Zu meinem Lebensumständen gehörte zu dem Moment, dass ich auf einer noch nie dagewesenen Erfolgswelle ritt. Und dann folgten zwei Begegnungen, die dann alles gesprengt haben. Zunächst traf ich auf einen älteren Mann, mit dem ich eine ganz starke seelische Verbindung hatte. Plötzlich wandte sich dann aber das Blatt und er war extrem aufdringlich und wirklich anzüglich und eklig. Er schrieb mir ewig viele SMS mit wirklich gestörtem Inhalt. Das hat mir richtig Angst eingejagt, sodass ich wegen ihm Verfolgungswahn hatte.
Die andere Begegnung war verrückt-schön, zu schön fast. Ich hab mich von jetzt auf gleich so arg verliebt, dass mir alle Synapsen durchgegangen sind.
Ja, so war das bei mir. Ich bin jetzt seit fast einem Monat runter von Medies, damit fühle ich mich ganz gut. Es hat jetzt schon ne Weile gedauert, bis ich das alles verarbeiten konnte. So ziemlich als Corona begann bin ich in eine depressive Phase gerutscht, die teils immer noch anhält. All das hat aber auch gerade viel mit mir und meiner Lebenssituation zu tun.

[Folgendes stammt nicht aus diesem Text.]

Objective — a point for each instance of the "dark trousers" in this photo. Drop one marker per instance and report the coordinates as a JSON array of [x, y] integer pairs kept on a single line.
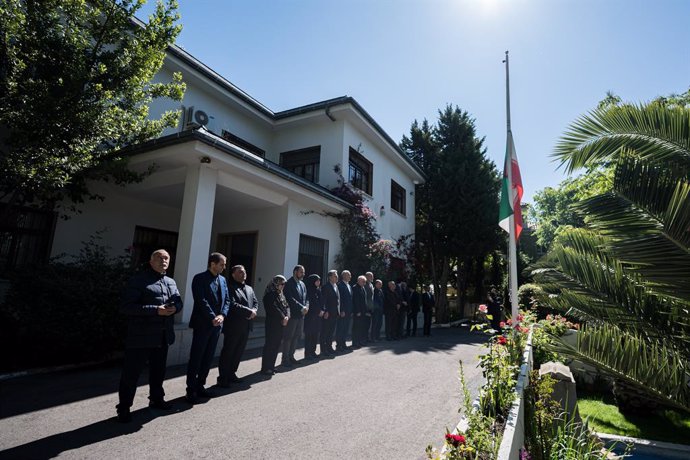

Das hört sich vielleicht etwas komisch an, aber in gewisser Weise bin ich ganz dankbar, dass mir das alles passiert ist. Es gehört jetzt irgendwie zu mir. Ich hoffe natürlich, dass es nicht nochmal passiert, aber ich bin mir auch ziemlich sicher, dass es mir auffallen würde, wenn ich wieder übermäßig anfange mir Gedanken zu machen, z.B. nicht mehr schlafen gehen und solche Sachen. Auch meinen Freunden und Bekannten gegenüber war ich offen mit der Geschichte, sodass ich auch dort nochmal Rückhalt habe, falls denen auffällt, dass was mit mir nicht stimmt.
Soweit von mir und in diesem Sinne: Passt gut auf euch auf.